Asset tax reforms face more delays for practical reasons
Cabinet plans to reform the asset tax on savings, investments and property to reflect actual rather than fictive returns are likely to be delayed yet again, tax minister Marnix van Rij has told the NRC in an interview.
The new system, already delayed one year, was set to be introduced in January 2026 but that deadline is unlikely to be met either for practical reasons, Van Rij told the paper.
The problem in changing the system is partly down to delays in modernising the tax office’s old IT systems, some of which date back 40 years. Logistical problems, including the consultation period and the 18 months needed to implement change will also contribute, he said.
The need to overhaul the system stems from a December 2021 ruling by the Supreme Court which said the government was wrong to impose a notional ‘flat rate’ savings and assets based on the assumption that savers would earn 4% on their investments.
In the meantime a transitional system has been brought in that still uses notional rates but distinguishes between savings, which are currently taxed at 0.01%, investments, which are subject to a variable rate of around 6%, and debts, where the rate is around 2.5%.

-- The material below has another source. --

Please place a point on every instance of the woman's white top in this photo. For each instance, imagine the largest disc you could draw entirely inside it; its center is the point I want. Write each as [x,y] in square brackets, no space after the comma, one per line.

Earlier this month Dutch investors’ association VEB said it is taking legal action against the government’s decision to use a notional return of 5.5% to calculate the tax on assets over 2022, arguing the real figure is -14%.
‘The Supreme Court said the fictive return should be as close to the real return as possible,’ VEB director Gerben Everts said. ‘5.5% has nothing to do with the real income.’ So far, 1,100 VEB members have signed up to support the court case, which has now been opened to non members as well.